Rename columns programmatically

Hi there,
I am trying to rename columns programmatically. I have several numbered columns of two types (DIAG_ and OPER_) which are created from a pivot_wider call. They need to have leading zeroes for later use, but don't when they are reshaped.

I have been trying this approach, but it doesn't do what is intended:

dat <- tibble(DIAG_1 = runif(10), DIAG_2 = runif(10), DIAG_3 = runif(10), DIAG_4 = runif(10), OPER_1 = runif(10), OPER_2 = runif(10), OPER_3 = runif(10), OPER_4 = runif(10))
prefixes <- c('DIAG_', 'OPER_')
prefixes %>% 
  map(grep, x=names(dat)) %>% 
    map2(prefixes, ~function(x, y) names(dat)[x] <- paste0(y, str_pad(1:length(x), width = 2, pad = '0')))

Any help on how to add leading zeroes to various auto-numbered columns would be gratefully accepted!

Regards,
Will

Thanks for the reprex, Will.

suppressPackageStartupMessages(library(stringr))
suppressPackageStartupMessages(library(tibble)) 
dat <-
  tibble(
    DIAG_1 = runif(10),
    DIAG_2 = runif(10),
    DIAG_3 = runif(10),
    DIAG_4 = runif(10),
    OPER_1 = runif(10),
    OPER_2 = runif(10),
    OPER_3 = runif(10),
    OPER_4 = runif(10)
  )
i_have <- "(\\p{Uppercase}{4}_\\d)"
i_want <- "0000\\1"
colnames(dat) -> ionic
str_replace(ionic,i_have,i_want)
#> [1] "0000DIAG_1" "0000DIAG_2" "0000DIAG_3" "0000DIAG_4" "0000OPER_1"
#> [6] "0000OPER_2" "0000OPER_3" "0000OPER_4"

Created on 2020-04-09 by the reprex package (v0.3.0)

1 Like

Hi Will,

Good case for using rename_if:

should_prefix <- function(x) any(stringr::str_detect(x, c("DIAG", "OPER")))
apply_prefix <- function(colname, prefix) paste0(prefix, colname)

dat_newcolnames <- dat %>%
  dplyr::rename_if(
    map_lgl(names(.), should_prefix),
    ~apply_prefix(., "000")
  )

Although, the interface for rename_if is a bit weird.
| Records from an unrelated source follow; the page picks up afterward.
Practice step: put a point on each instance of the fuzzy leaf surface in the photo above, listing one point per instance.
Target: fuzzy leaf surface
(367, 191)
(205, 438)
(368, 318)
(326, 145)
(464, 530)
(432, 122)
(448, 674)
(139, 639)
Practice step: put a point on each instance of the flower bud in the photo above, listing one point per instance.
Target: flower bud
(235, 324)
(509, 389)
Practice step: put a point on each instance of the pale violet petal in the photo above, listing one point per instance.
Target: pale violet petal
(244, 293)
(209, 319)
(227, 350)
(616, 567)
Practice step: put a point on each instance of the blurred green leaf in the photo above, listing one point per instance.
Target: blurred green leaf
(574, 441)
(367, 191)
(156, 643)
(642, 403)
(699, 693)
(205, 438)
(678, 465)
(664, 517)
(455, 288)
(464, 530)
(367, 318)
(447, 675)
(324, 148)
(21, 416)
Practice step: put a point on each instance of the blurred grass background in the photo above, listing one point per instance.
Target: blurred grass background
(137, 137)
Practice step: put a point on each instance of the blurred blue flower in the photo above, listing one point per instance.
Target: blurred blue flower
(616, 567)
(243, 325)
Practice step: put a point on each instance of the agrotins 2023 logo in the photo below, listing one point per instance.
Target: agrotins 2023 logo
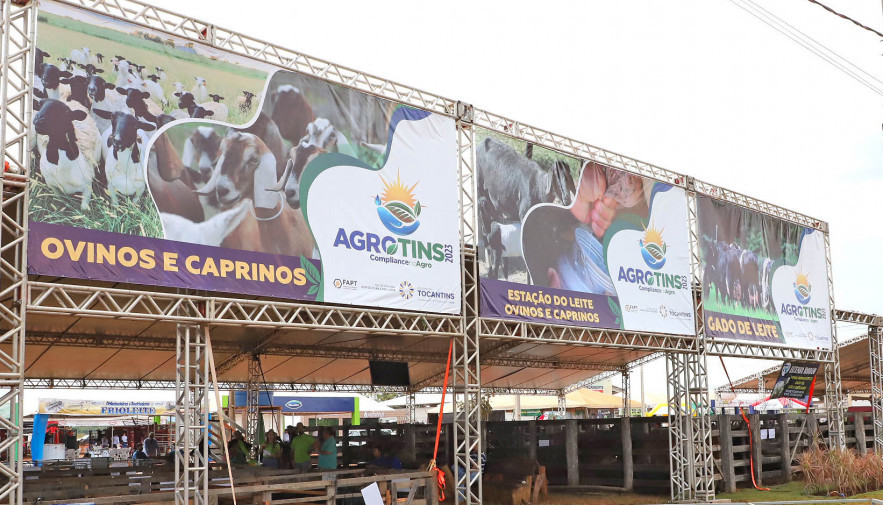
(653, 249)
(398, 210)
(803, 294)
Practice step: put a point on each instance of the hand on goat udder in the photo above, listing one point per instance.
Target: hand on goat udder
(592, 206)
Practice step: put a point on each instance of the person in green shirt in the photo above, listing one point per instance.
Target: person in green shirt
(328, 451)
(239, 449)
(272, 449)
(301, 447)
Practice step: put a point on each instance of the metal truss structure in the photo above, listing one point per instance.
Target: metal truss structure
(191, 417)
(686, 356)
(875, 352)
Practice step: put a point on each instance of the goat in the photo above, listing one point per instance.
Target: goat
(50, 77)
(122, 154)
(169, 182)
(246, 169)
(155, 92)
(69, 147)
(39, 56)
(291, 112)
(266, 130)
(187, 101)
(81, 55)
(514, 184)
(212, 231)
(101, 99)
(299, 158)
(140, 103)
(244, 101)
(200, 92)
(201, 150)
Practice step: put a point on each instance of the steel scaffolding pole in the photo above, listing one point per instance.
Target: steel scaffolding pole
(875, 348)
(626, 395)
(191, 417)
(466, 367)
(16, 61)
(252, 402)
(833, 385)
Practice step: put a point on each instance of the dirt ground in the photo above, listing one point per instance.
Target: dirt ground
(603, 499)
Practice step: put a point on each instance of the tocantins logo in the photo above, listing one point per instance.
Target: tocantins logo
(406, 290)
(802, 288)
(653, 248)
(397, 207)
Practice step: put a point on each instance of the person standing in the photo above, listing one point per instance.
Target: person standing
(151, 446)
(328, 451)
(301, 446)
(272, 450)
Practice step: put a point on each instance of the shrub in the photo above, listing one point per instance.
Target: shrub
(842, 471)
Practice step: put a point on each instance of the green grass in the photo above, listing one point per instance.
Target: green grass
(792, 491)
(128, 216)
(59, 35)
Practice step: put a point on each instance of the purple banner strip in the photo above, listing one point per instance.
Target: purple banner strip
(536, 304)
(89, 254)
(732, 327)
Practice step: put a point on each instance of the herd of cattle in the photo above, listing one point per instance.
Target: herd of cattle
(230, 187)
(740, 276)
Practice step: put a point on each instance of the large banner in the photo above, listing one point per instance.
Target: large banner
(763, 279)
(163, 162)
(105, 408)
(566, 241)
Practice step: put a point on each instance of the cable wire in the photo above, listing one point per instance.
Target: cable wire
(844, 16)
(807, 43)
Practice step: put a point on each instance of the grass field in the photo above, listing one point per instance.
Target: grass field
(58, 35)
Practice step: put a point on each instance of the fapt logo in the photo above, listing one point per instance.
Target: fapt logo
(397, 207)
(653, 248)
(802, 288)
(406, 290)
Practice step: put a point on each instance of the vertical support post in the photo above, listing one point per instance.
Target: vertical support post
(785, 446)
(412, 408)
(833, 388)
(628, 463)
(691, 457)
(626, 395)
(875, 345)
(571, 441)
(757, 449)
(728, 463)
(191, 417)
(466, 369)
(17, 43)
(252, 402)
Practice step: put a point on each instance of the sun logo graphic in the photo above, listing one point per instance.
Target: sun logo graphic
(653, 248)
(802, 288)
(406, 290)
(397, 207)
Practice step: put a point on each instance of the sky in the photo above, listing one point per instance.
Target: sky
(695, 86)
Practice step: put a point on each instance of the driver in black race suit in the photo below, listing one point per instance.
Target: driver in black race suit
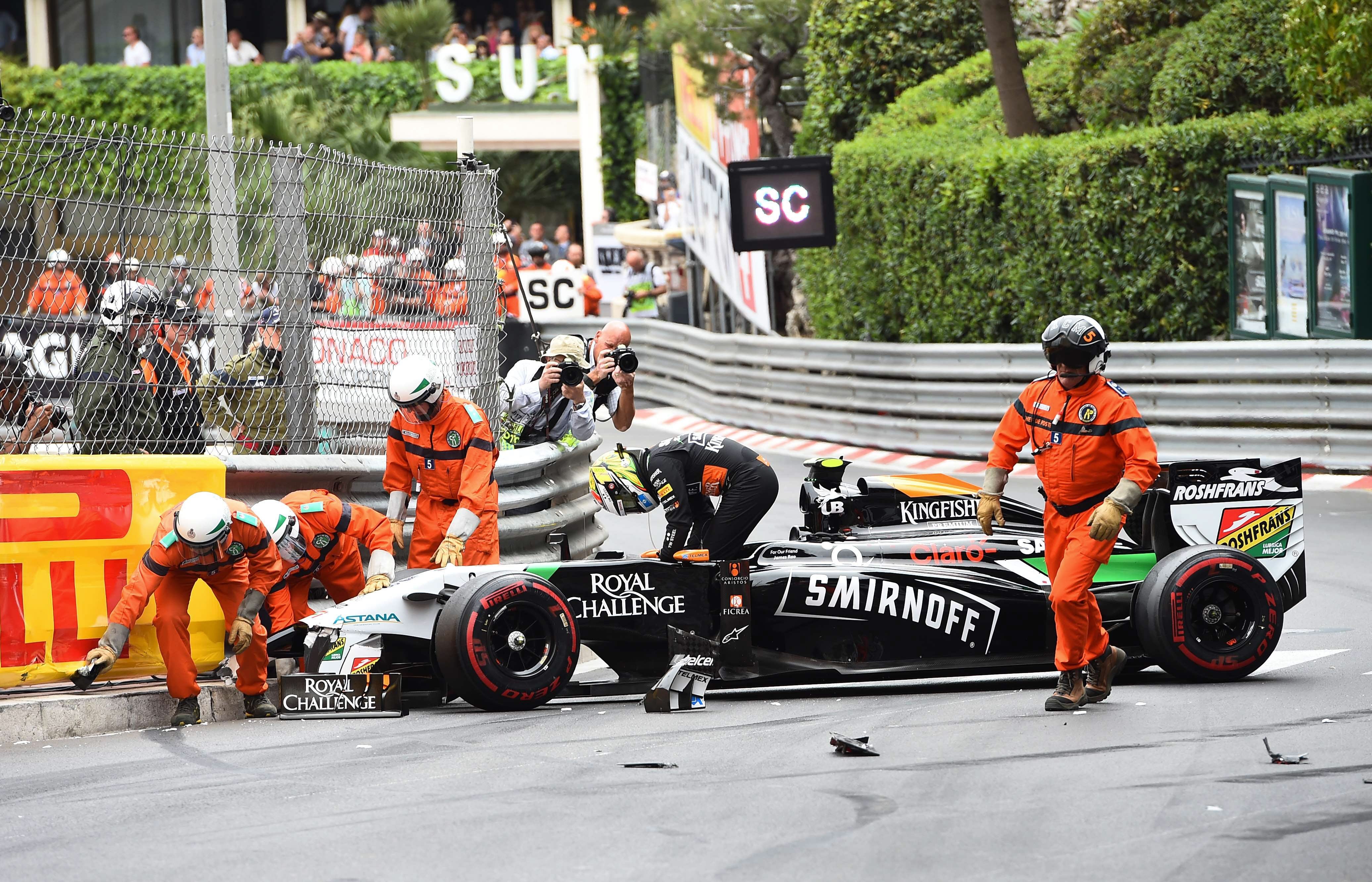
(681, 472)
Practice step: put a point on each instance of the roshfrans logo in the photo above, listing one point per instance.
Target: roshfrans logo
(366, 618)
(1257, 531)
(1241, 482)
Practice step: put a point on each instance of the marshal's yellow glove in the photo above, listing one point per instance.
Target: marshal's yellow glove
(241, 634)
(449, 552)
(1105, 522)
(988, 510)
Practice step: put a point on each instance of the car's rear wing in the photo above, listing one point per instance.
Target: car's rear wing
(1240, 504)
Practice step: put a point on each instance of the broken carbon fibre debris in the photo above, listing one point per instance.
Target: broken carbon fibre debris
(851, 747)
(1285, 759)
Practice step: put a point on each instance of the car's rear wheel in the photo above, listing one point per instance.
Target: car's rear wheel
(507, 643)
(1209, 614)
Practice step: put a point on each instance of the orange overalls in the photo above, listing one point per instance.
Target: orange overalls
(57, 294)
(330, 531)
(171, 568)
(1084, 441)
(451, 300)
(453, 459)
(508, 279)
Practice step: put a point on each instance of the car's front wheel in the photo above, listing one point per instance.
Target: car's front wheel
(507, 643)
(1209, 614)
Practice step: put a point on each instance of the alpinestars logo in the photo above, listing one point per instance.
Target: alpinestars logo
(1257, 531)
(1240, 483)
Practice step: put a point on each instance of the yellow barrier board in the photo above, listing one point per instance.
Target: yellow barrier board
(72, 533)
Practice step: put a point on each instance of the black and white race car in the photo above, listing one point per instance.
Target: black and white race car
(888, 578)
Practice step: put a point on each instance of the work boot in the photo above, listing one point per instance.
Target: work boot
(187, 712)
(1071, 693)
(1102, 671)
(259, 706)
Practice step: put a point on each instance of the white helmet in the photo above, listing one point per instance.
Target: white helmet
(415, 380)
(284, 527)
(204, 520)
(127, 300)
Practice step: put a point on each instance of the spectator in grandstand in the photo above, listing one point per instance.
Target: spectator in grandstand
(562, 239)
(643, 284)
(58, 291)
(423, 238)
(169, 372)
(331, 50)
(25, 420)
(136, 53)
(451, 298)
(536, 235)
(349, 25)
(134, 272)
(113, 263)
(180, 287)
(611, 385)
(195, 51)
(113, 405)
(245, 397)
(547, 50)
(590, 293)
(378, 243)
(537, 256)
(241, 51)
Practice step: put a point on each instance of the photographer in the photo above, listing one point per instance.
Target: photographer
(548, 398)
(24, 419)
(612, 376)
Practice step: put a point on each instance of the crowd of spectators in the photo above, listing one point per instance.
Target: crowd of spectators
(352, 36)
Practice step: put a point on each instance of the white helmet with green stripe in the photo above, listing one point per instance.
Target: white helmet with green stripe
(416, 380)
(204, 520)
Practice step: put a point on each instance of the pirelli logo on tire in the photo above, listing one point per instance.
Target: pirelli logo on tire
(1260, 531)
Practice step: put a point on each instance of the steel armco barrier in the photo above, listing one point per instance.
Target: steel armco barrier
(1271, 400)
(545, 478)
For the predicate argument I had to pass it a logical vector with length ncol(dat); it didn't work as expected when I used a function object in the predicate argument.

Also, not sure if this is relevant since I haven't seen your exact code, but pivot_wider does have a 'names_prefix' argument. If it would work in your actual situation to add names_prefix = "000" then that's probably the way to go.

2 Likes

Thanks for the suggestions, but I think maybe I should have specified more clearly the result I was looking for? The original variables are auto-numbered like this:
DIAG_1, DIAG_2, DIAG_3, DIAG_4, DIAG_5, DIAG_6, DIAG_7, DIAG_8, DIAG_9, DIAG_10
What I need is the leading zero on the number...
DIAG_01, DIAG_02, DIAG_03, DIAG_04, DIAG_05, DIAG_06, DIAG_07, DIAG_08, DIAG_09, DIAG_10

But yes, they are both good solutions, and I can see how they would work. Thanks very much Technocrat and Gabriel!!!

Regards,
Will

1 Like
i_want <- "\\1000"

Ahhh I'm with you. In retrospect that makes more sense. In that case I'd say

should_add_leading_zeroes <- function(x) {
  if(!stringr::str_detect(x, "_")) return(FALSE)
  
  split_x <- stringr::str_split(x, "_")[[1]]
  is_right_prefix <- any(stringr::str_detect(split_x[[1]], c("DIAG", "OPER")))
  is_less_than_ten <- as.integer(split_x[[2]]) < 10L
  
  return(is_right_prefix & is_less_than_ten)
}

dat_newcolnames <- dat %>%
  dplyr::rename_if(
    map_lgl(names(.), should_add_leading_zeroes),
    ~stringr::str_replace(., "_", "_0")
  )

Cheers,

1 Like

I have also reformulated a bit based on an idea I got from your suggestions:

df <- data.frame(DIAG_1 = 1:5, DIAG_2 = 1:5, DIAG_3 = 1:5, DIAG_10 = 1:5)
nms <- names(df)
prefix <- str_sub(nms, 1, 5)
second_last_char <- str_sub(nms, -2, -2)
last_char <- str_sub(nms, -1, -1)
newnms <-  ifelse(second_last_char == "_", paste0(prefix, "0", last_char), nms)
names(df) <- newnms

Simple approach, but obviously depends on the consistency of single numbered variables being the only ones with an underscore as second from last character.

All the best,
Will

1 Like

This topic was automatically closed 7 days after the last reply. New replies are no longer allowed.